Saturday, October 6, 2012

2 risky birthday present

After buying birthday presents for 4 and the 1/2 years,i have finally come to a conclusion that there are 2 birthday present that is very risky to buy for a fren..

1. Clothes
2. Shoes

and presents that requires your friend body shape and measurement unless u knows her size really,really well..

the most safest present to buy for ur fren is

1. Accessories eg.necklace,earrings
2. Handbags or bags
3. Skin care products
4. Perfume
5. scarf

but this is only for the girls...i dun really noe wat to buy for guys though...

Monday, September 10, 2012

save!!! save!! save!!!

am now thinking of ways to save money..going to BKK in Nov (2 mths from now)..food plus shopping will be on me n my bro since we are already working (according to my parents)...and Jan will be going to Bali after 2 mth I go to thailand...must shop less n hang out less..the best way to save money is to stay at home n yet is one of the most boring thing to do which i dislike but got no choice T.T and do more OT and work on public holidays...so yea.. i decided to work on all the public holidays except deepavali n christmas...and my long awaited new handphone which i plan to buy will just have to wait till nxt yr when i get my march or april bonus :'( all i can say is work hard!! play hard!! ;p

Monday, August 27, 2012

After Singapore ,its

Thailand with my beloved family :)

then nxt year,KIV Bali trip with the girls ;)

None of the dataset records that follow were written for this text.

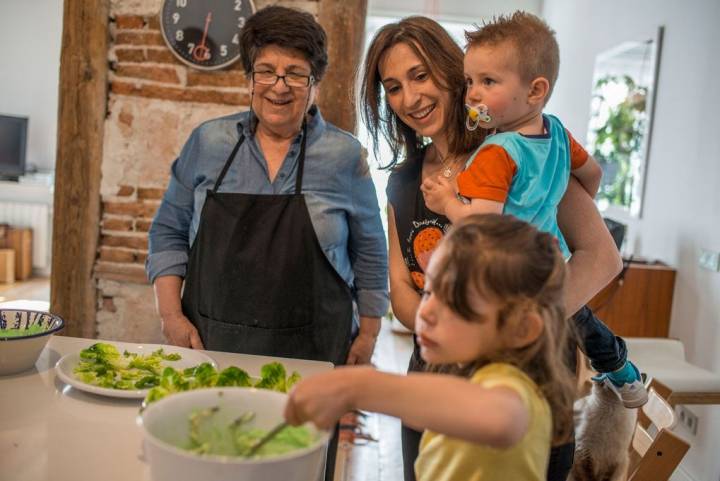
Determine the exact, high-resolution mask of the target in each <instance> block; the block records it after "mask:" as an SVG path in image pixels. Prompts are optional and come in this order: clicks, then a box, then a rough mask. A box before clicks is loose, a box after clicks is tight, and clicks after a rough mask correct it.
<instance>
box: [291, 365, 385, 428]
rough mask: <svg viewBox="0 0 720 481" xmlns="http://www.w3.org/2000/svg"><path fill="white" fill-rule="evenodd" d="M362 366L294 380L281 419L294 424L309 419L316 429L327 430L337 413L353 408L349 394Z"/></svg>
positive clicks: (351, 389) (350, 409)
mask: <svg viewBox="0 0 720 481" xmlns="http://www.w3.org/2000/svg"><path fill="white" fill-rule="evenodd" d="M366 370H371V369H370V368H366V367H362V368H358V367H353V368H346V367H339V368H337V369H335V370H333V371H331V372H326V373H323V374H318V375H315V376H311V377H309V378H307V379H303V380H301V381H300V382H298V383H297V384H296V385H295V386H294V387H293V389H292V390H291V391H290V394H289V396H288V401H287V404H286V405H285V420H286V421H287V422H288V423H290V424H292V425H294V426H297V425H298V424H302V423H304V422H307V421H310V422H312V423H313V424H315V425H316V426H317V427H318V428H319V429H330V428H332V427H333V426H335V424H336V423H337V421H338V419H340V416H342V415H343V414H345V413H346V412H348V411H350V410H352V409H353V396H354V394H353V393H354V391H355V387H357V386H358V381H359V379H358V377H359V376H360V375H361V373H362V372H363V371H366Z"/></svg>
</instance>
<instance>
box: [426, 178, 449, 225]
mask: <svg viewBox="0 0 720 481" xmlns="http://www.w3.org/2000/svg"><path fill="white" fill-rule="evenodd" d="M420 190H421V191H422V193H423V196H424V197H425V205H427V206H428V209H430V210H432V211H433V212H437V213H438V214H441V215H446V212H445V211H446V206H447V204H448V202H451V201H452V200H453V199H454V198H455V188H454V187H453V185H452V183H451V182H450V179H448V178H446V177H442V176H438V177H437V178H435V179H433V178H431V177H428V178H427V179H425V180H424V181H423V183H422V185H421V186H420Z"/></svg>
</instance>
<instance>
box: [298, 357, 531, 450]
mask: <svg viewBox="0 0 720 481" xmlns="http://www.w3.org/2000/svg"><path fill="white" fill-rule="evenodd" d="M353 409H362V410H365V411H373V412H379V413H383V414H388V415H390V416H395V417H397V418H400V419H402V421H403V422H404V423H405V424H407V425H409V426H414V427H416V428H419V429H429V430H432V431H435V432H438V433H442V434H445V435H448V436H451V437H454V438H459V439H462V440H465V441H468V442H472V443H477V444H484V445H487V446H490V447H493V448H497V449H503V448H508V447H510V446H513V445H515V444H517V443H518V442H519V441H520V440H521V439H522V437H523V436H524V435H525V433H526V432H527V430H528V427H529V423H530V415H529V413H528V409H527V407H526V406H525V404H524V402H523V400H522V398H521V397H520V394H518V393H517V392H516V391H515V390H513V389H511V388H509V387H493V388H489V389H488V388H485V387H482V386H480V385H478V384H472V383H470V381H469V380H467V379H464V378H461V377H456V376H451V375H445V374H430V373H422V374H409V375H407V376H402V375H396V374H388V373H383V372H380V371H376V370H375V369H372V368H370V367H346V368H338V369H335V370H334V371H332V372H329V373H324V374H319V375H316V376H312V377H310V378H307V379H305V380H303V381H300V382H299V383H298V384H297V385H296V386H295V388H294V389H293V390H292V392H291V393H290V397H289V400H288V403H287V405H286V407H285V418H286V419H287V420H288V422H290V423H291V424H301V423H303V422H306V421H311V422H313V423H314V424H315V425H317V426H318V427H320V428H322V429H329V428H330V427H332V426H333V425H334V424H335V423H336V422H337V420H338V419H339V418H340V416H342V415H343V414H345V413H346V412H348V411H351V410H353Z"/></svg>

then 2013/14 KIV Melbourne trip with esther xD

and all i can say is



I LOVE TRAVELING!!!! :D



oopsi,gotta start saving if i want to go on holidays!!!

Tuesday, July 3, 2012

saw this post in facebook xp

" I am not desperate for a relationship, but I do miss the feeling of having someone that can make me smile and feel appreciated.Som eone that can make calling and texting me the first and last thing they do everyday.Someone that will be there to hold me when I feel vulnerable. Someone that will look past my defects and love me for who I am.Someone that will give me butterflies in my stomach everytime we're together.Someone that I can call mine."